Blueberry plants can be valuable food to wildlife in different seasons. The berries don’t last into the winter, but rabbits and deer eat the twigs. Once the leaves are out on blueberry plants, several kinds of moth and butterfly caterpillars feed on them, including some caterpillars of the little blue spring azure butterfly (Celastrina ladon lucia).
And we can’t forget the berries. Blueberries were an important food for Native Americans, who used them both fresh and dried. They made pemmican, a staple food that was easy to store and carry, by pounding together dried blueberries (or other dried wild berries such as cranberries and juneberries), strips of dried meat such as venison, nuts, and fat.
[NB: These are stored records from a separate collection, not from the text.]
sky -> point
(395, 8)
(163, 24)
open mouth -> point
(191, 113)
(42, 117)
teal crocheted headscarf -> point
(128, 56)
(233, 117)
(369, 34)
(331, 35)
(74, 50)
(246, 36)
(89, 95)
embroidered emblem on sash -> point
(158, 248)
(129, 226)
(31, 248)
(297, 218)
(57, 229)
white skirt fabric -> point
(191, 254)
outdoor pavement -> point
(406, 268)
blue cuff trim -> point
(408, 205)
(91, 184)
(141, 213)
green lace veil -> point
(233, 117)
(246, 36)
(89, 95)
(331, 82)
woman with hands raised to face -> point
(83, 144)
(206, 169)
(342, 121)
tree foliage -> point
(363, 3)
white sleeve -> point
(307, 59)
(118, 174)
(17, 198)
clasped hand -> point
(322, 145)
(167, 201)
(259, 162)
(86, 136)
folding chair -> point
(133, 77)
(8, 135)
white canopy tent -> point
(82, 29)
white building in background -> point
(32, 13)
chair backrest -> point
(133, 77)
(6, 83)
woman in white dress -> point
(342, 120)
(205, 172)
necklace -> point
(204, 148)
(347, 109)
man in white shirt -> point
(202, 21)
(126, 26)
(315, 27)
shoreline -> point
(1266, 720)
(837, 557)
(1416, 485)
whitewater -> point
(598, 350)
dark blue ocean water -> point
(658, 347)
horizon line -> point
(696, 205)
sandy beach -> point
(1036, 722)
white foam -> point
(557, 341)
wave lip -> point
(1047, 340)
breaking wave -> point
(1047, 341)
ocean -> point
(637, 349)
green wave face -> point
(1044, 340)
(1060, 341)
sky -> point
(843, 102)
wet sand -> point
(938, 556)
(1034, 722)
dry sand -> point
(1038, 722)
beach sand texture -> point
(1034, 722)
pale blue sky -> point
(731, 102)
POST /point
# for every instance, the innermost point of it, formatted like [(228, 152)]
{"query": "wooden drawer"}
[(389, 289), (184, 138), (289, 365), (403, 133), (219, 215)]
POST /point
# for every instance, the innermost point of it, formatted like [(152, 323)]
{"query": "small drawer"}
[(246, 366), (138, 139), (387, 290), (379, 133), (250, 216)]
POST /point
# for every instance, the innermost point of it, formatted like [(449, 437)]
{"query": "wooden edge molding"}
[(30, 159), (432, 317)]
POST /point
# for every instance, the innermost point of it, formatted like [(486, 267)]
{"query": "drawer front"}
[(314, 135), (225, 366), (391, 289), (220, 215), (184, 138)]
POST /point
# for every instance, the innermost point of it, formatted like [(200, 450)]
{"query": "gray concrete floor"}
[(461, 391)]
Native Americans also originated the practice, still used by some blueberry farmers, of burning blueberry patches every few years to renew them.
Humans aren’t the only creatures who relish wild blueberries. Mice, chipmunks, foxes, raccoons, and skunks feast on them, and so do black bears. Blueberries ripen in mid-July, after most birds that nest in our area have finished feeding their young with insects, so the berries are a good mid-summer carbohydrate source for many songbirds. If you go out picking wild blueberries, expect competition from local robins, catbirds, tufted titmice, brown thrashers, veeries, scarlet tanagers, and eastern towhees.
Each berry contains more than a hundred seeds, although they’re so small that we rarely notice them. The seeds usually pass unharmed through the digestive tracts of mammals and birds, so these animals spread blueberry seeds.
Besides growing from seed, wild blueberry plants also spread by underground runners, which produce new roots and stems. These new plants are genetically identical to the original plant and generally produce berries with similar qualities. If you find that wild berries from the plants in one patch taste better than the berries from another patch, genetic differences may be one reason.
Much has been said in recent years about blueberries as a health food. They contain vitamins C, E, and a precursor to vitamin A. They’re touted for containing powerful anti-oxidants that can help prevent heart disease, stroke, and age-related mental decline. They contain resveratrol, a substance also found in red grape skins and red wine, which may help in cancer prevention. Blueberries also contain other substances that may help night vision and combat varicose veins and hemorrhoids. A substance that gives the berries their blue color may help to lower blood sugar levels. The berries may help prevent urinary tract infections and have been approved in Germany to treat diarrhea.
Native Americans made tea from blueberry leaves to treat colic, labor pains, and to aid recovery after miscarriage. They also breathed in the fumes from burning the dried flowers to treat madness.
Mashed blueberries have also been used as a purple dye, although it is not color-fast.
Are you thinking of removing an invasive burning bush, also known as winged euonymus (Euonymus alatus), from your yard? If so, consider replacing it with a blueberry bush, which is recommended as a native plant alternative to burning bush. Not only do blueberry plants have lovely spring blossoms, tasty and nutritious fruit that attracts songbirds and other wildlife, but the leaves also turn red – either fiery red or mellow burgundy – in the fall. In winter their twigs are two-toned, with red on top and green underneath. And blueberry plants are well suited to the acidic soil of eastern Massachusetts.
When you see blueberry blossoms or berries in the woods, in your yard, or in your imagination when you’re far from home, think of this native plant’s many relationships in the natural world, and enjoy being a New Englander.